Amphipolis: Kasta Hill handed over to geophysicists

Geophysicists of the University of Thessaloniki pick up where the archaeologists left off giving new hope to those who wanted more than just a couple of sphinxes, caryatids and a mosaic

Hopes at Amphipolis are now pinned on what geologists will find as they geoscan the hill covering the ancient underground tomb or tombs. The Department of Geophysics of the University of Thessaloniki will perform an electrical tomography on Kasta Hill where the tomb is located. The ground is to be covered with cables and an algorithm created by scientsts of the lab under the direction of Grigoris Tsokas, Professor of Applied Geophysics.

Previous geologists who had scanned the tomb in 1999 (L. Polymenakos et al) found at least two very promising sites for tombs located in the south and southwest of the hill with high density areas and possible structures that could be stone jars. Since that time methods and sensors have improved and geologists will be able to produce better resolutions.
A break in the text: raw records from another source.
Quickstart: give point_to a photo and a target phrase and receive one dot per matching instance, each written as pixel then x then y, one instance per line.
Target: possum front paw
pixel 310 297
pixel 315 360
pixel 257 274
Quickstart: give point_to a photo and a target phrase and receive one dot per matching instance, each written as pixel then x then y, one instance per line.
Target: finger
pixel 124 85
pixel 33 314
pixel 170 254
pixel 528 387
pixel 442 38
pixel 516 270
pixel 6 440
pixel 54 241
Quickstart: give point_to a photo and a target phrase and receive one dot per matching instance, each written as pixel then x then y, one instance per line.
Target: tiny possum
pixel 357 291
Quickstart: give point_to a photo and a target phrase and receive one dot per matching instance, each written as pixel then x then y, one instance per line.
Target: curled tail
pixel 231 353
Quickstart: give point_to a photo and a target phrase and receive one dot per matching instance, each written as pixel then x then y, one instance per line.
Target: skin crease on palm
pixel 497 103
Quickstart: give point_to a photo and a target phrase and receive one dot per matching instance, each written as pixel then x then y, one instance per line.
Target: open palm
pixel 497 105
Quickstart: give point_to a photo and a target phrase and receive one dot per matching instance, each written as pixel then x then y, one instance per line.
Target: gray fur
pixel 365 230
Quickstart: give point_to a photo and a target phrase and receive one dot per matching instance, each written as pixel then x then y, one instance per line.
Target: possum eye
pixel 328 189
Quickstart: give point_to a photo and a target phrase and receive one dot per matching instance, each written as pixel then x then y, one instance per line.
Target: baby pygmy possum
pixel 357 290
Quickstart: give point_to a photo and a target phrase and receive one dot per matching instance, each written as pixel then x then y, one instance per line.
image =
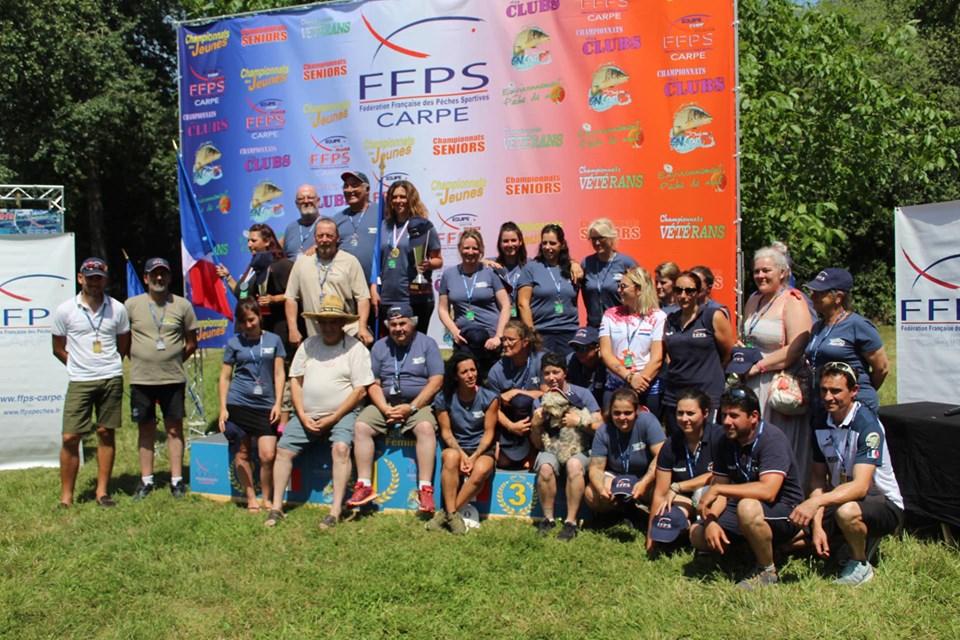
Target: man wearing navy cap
pixel 91 334
pixel 584 366
pixel 298 236
pixel 164 334
pixel 755 488
pixel 408 373
pixel 855 493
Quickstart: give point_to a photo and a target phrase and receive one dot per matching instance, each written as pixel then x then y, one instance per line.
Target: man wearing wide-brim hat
pixel 329 377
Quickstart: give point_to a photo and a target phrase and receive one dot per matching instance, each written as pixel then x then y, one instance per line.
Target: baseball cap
pixel 585 336
pixel 359 175
pixel 400 311
pixel 742 358
pixel 622 486
pixel 93 267
pixel 156 263
pixel 831 278
pixel 669 526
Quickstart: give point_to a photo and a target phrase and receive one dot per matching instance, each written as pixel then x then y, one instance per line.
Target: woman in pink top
pixel 631 340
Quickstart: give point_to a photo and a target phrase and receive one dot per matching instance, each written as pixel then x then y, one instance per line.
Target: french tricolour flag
pixel 204 288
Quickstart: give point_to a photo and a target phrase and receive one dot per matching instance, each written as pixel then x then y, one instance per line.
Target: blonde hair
pixel 647 299
pixel 603 227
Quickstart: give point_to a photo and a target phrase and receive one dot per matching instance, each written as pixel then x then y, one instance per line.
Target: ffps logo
pixel 23 289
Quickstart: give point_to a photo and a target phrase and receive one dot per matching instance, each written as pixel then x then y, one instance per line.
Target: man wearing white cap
pixel 164 331
pixel 329 377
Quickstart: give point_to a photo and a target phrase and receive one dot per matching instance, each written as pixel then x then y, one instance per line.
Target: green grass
pixel 200 569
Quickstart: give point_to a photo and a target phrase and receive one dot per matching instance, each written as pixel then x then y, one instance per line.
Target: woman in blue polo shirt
pixel 603 271
pixel 547 299
pixel 474 305
pixel 842 335
pixel 698 341
pixel 685 464
pixel 467 415
pixel 251 387
pixel 406 226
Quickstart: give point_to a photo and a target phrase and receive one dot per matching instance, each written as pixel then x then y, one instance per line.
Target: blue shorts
pixel 295 438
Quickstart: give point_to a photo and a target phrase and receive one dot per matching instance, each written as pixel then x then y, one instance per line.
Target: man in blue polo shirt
pixel 408 373
pixel 854 489
pixel 755 487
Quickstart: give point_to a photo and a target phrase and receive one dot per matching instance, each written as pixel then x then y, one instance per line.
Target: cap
pixel 359 175
pixel 831 278
pixel 742 359
pixel 669 526
pixel 156 263
pixel 400 311
pixel 585 336
pixel 622 486
pixel 93 267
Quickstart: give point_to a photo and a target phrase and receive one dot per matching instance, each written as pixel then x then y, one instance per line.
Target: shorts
pixel 372 417
pixel 145 397
pixel 881 516
pixel 547 458
pixel 83 398
pixel 253 422
pixel 776 516
pixel 295 438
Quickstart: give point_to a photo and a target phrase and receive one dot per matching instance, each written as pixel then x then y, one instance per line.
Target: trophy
pixel 419 231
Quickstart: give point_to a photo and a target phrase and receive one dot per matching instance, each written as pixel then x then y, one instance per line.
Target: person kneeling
pixel 564 421
pixel 853 486
pixel 467 415
pixel 623 457
pixel 328 379
pixel 755 487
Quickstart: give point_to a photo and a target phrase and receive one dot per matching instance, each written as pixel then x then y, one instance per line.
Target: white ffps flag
pixel 928 303
pixel 37 273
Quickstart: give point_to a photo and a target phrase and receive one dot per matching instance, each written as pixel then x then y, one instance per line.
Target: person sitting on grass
pixel 408 373
pixel 684 468
pixel 564 421
pixel 855 495
pixel 754 489
pixel 467 415
pixel 251 389
pixel 623 457
pixel 329 377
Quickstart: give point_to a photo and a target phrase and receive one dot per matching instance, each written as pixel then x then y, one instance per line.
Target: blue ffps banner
pixel 535 111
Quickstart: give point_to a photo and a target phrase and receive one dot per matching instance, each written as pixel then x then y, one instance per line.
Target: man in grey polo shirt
pixel 91 334
pixel 164 330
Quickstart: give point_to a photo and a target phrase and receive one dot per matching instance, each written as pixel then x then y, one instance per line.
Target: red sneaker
pixel 362 494
pixel 426 500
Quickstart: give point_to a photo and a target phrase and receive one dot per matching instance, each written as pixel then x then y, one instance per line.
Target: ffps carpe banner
pixel 535 111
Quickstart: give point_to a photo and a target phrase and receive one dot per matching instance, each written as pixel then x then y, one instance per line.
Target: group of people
pixel 653 405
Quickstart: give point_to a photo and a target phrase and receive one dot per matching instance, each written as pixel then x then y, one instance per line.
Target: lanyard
pixel 163 316
pixel 258 357
pixel 603 273
pixel 692 464
pixel 101 312
pixel 473 285
pixel 762 312
pixel 324 272
pixel 819 339
pixel 748 472
pixel 397 237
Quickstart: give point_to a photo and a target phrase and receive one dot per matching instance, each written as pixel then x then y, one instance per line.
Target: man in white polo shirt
pixel 91 334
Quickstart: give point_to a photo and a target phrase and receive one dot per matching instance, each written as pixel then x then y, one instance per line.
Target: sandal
pixel 273 518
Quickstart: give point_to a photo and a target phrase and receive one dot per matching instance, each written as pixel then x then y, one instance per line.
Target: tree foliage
pixel 830 146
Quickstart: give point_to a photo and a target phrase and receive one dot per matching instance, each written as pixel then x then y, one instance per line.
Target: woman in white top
pixel 631 340
pixel 777 321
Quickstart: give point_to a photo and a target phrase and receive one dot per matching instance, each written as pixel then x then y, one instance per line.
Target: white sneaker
pixel 855 573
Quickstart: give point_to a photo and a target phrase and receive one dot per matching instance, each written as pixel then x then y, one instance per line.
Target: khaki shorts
pixel 372 417
pixel 83 398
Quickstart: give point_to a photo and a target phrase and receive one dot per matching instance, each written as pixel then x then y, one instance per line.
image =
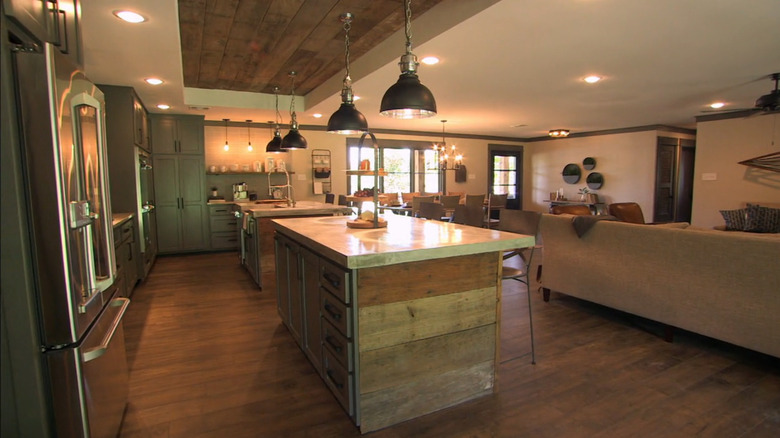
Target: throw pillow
pixel 762 219
pixel 736 220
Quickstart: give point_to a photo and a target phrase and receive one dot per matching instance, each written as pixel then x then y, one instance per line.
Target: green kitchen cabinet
pixel 177 134
pixel 182 213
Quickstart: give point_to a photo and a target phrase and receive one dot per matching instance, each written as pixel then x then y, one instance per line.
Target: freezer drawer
pixel 95 407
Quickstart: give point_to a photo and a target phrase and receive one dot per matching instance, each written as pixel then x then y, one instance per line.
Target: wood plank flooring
pixel 209 357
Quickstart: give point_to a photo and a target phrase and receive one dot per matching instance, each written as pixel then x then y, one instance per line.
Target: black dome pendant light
pixel 408 98
pixel 347 119
pixel 293 139
pixel 275 145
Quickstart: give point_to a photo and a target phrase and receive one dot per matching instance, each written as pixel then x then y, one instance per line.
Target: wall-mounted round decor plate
pixel 571 173
pixel 595 180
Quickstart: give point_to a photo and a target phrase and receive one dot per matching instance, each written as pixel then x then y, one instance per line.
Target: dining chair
pixel 416 201
pixel 431 210
pixel 627 212
pixel 475 200
pixel 520 259
pixel 577 210
pixel 468 215
pixel 495 203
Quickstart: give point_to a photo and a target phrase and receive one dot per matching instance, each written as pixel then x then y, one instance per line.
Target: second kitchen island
pixel 399 321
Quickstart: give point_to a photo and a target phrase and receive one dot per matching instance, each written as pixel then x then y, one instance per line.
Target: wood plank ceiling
pixel 252 45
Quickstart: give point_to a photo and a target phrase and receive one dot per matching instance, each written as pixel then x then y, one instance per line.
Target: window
pixel 410 166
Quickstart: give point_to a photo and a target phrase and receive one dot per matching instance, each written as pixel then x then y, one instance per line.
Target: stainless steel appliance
pixel 239 192
pixel 146 218
pixel 79 317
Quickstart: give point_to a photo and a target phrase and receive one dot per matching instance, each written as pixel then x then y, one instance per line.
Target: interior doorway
pixel 674 179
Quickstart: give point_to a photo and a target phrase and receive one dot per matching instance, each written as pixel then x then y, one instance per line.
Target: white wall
pixel 720 146
pixel 626 161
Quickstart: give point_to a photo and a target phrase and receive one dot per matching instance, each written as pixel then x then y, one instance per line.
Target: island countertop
pixel 405 239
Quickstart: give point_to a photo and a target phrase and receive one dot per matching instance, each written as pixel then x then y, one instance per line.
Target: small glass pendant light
pixel 275 145
pixel 249 136
pixel 227 146
pixel 347 119
pixel 408 98
pixel 293 139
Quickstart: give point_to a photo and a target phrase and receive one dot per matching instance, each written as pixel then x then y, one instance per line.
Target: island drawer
pixel 336 312
pixel 339 346
pixel 339 381
pixel 335 280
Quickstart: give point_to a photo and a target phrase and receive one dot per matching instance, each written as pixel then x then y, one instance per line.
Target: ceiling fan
pixel 767 102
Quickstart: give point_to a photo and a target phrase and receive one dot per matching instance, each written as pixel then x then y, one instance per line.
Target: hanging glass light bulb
pixel 408 98
pixel 227 146
pixel 275 145
pixel 347 119
pixel 249 136
pixel 293 139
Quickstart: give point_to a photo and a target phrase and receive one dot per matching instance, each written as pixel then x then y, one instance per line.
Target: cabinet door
pixel 312 336
pixel 190 135
pixel 282 280
pixel 194 218
pixel 296 291
pixel 33 15
pixel 167 203
pixel 164 135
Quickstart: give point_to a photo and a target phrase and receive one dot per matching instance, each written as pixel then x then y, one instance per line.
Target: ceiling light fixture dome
pixel 347 119
pixel 293 139
pixel 408 98
pixel 275 145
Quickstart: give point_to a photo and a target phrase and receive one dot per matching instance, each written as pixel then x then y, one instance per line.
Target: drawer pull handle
pixel 332 342
pixel 332 279
pixel 332 379
pixel 332 312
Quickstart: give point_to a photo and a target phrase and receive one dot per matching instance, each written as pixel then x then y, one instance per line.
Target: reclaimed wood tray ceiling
pixel 252 45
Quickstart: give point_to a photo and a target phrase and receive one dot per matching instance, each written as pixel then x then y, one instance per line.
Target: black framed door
pixel 505 173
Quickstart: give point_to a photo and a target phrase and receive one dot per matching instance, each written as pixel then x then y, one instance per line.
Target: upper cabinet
pixel 177 134
pixel 54 21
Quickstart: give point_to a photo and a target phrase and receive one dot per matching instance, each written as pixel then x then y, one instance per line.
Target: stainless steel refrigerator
pixel 79 317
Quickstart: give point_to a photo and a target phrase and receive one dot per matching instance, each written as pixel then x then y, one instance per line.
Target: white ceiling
pixel 517 62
Discussions are currently taking place concerning how the geological investigation will take place and there are fears that certain areas of the hill are unsteady and a cavein could be disastrous. Huge amounts of soil have been subtracted from the Tumulus Hill and that, accompanied by erosion, could (a) bring about a better result, but (b) increase danger of the structure caving in.

Dr. Orit Peleg Barkat of the Hebrew University of Jerusalem fears that there are already signs of unsteadiness. She states that a great deal of the interest in the case of the tomb isn’t just in the archaeological finds but in the occupant of the huge monument and there are hopes of finding that person’s remains.